La République de Moldova doit prendre des mesures générales appropriées pour résoudre les violations de la Convention découlant du système de hiérarchie informelle existant au sein de ses prisons (5 mars)

Arrêt Petrov c. République de Moldova, requête n°40272/18

Le requérant allègue avoir subi des restrictions, des humiliations et du travail forcé dans le cadre de sa détention, en raison de son statut de « paria » au sein de la hiérarchie informelle qui régnait entre les détenus. Ses alertes aux autorités étant restées sans réponse, il allègue une violation des articles 3 et 4 de la Convention.
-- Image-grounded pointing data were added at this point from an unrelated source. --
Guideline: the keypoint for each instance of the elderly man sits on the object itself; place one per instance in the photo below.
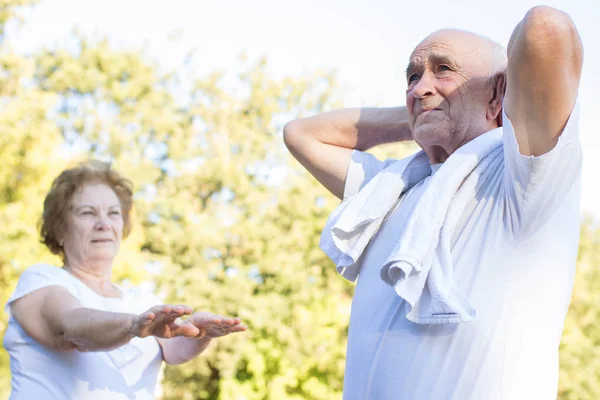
(464, 252)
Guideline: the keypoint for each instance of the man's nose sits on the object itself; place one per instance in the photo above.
(425, 86)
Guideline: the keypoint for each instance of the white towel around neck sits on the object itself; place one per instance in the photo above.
(420, 268)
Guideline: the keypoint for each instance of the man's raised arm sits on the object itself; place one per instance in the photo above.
(545, 57)
(323, 143)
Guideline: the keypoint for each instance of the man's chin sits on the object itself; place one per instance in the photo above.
(429, 134)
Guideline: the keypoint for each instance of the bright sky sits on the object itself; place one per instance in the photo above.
(367, 42)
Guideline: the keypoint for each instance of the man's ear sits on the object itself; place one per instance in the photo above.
(494, 111)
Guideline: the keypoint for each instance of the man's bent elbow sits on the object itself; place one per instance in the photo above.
(551, 31)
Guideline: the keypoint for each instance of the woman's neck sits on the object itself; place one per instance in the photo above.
(97, 278)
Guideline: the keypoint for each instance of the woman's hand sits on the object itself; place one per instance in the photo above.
(161, 321)
(213, 326)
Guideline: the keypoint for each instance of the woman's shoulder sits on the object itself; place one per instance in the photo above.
(45, 269)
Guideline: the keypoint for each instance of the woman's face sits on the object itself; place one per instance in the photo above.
(94, 226)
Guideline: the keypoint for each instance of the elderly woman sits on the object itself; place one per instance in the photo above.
(73, 333)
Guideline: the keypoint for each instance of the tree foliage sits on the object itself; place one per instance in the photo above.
(224, 220)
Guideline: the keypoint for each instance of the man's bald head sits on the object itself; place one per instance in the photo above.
(482, 50)
(455, 89)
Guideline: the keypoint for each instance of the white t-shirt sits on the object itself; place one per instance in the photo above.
(39, 372)
(514, 254)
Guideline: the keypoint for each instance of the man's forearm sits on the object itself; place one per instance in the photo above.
(95, 330)
(181, 349)
(357, 128)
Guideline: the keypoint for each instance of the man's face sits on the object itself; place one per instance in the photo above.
(448, 79)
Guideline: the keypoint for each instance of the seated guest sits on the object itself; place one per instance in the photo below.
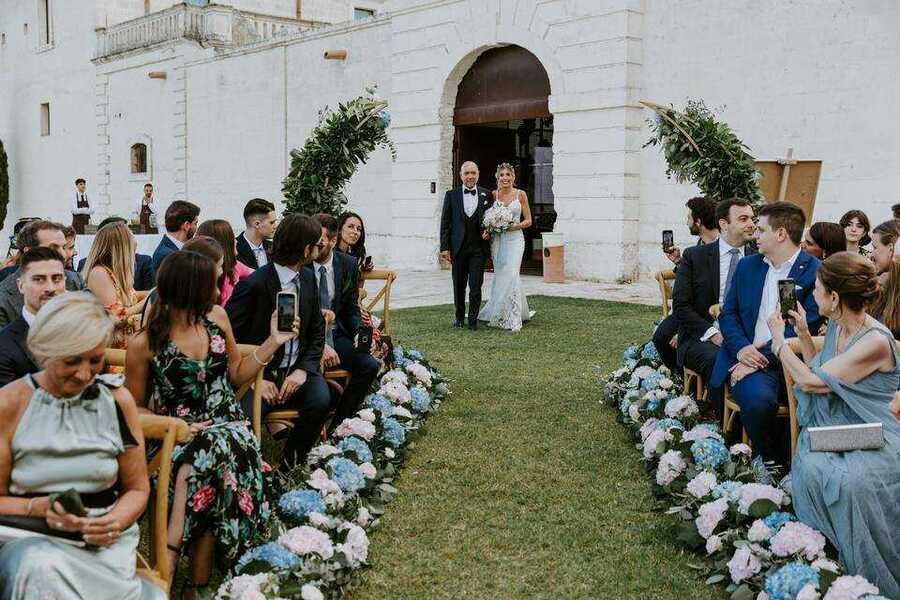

La Cour EDH rappelle d’abord que les Etats parties doivent s’assurer que la détention ne soumette pas le détenu à une épreuve d’une intensité qui excède le niveau inévitable de souffrance inhérent à celle-ci. Les Etats sont soumis à des obligations positives de protection, et, en cas de défaillance, peuvent être tenus responsables tant des traitements inhumains que du travail forcé dont les détenus auraient été victimes. En l’espèce, la Cour EDH considère les faits caractérisés et relève qu’ils ont été commis avec la tolérance voire la complaisance des autorités. Elle précise que l’exclusion du travail forcé du champ de l’article 4 ne vaut pas en cas de travail « anormal », lequel est caractérisé en raison de la discrimination subie par le requérant. Partant, elle conclut non seulement à la violation de la Convention mais également à la nécessité pour la République de Moldova de prendre des mesures générales appropriées afin de résoudre le problème systémique ayant conduit à celle-ci. (PC)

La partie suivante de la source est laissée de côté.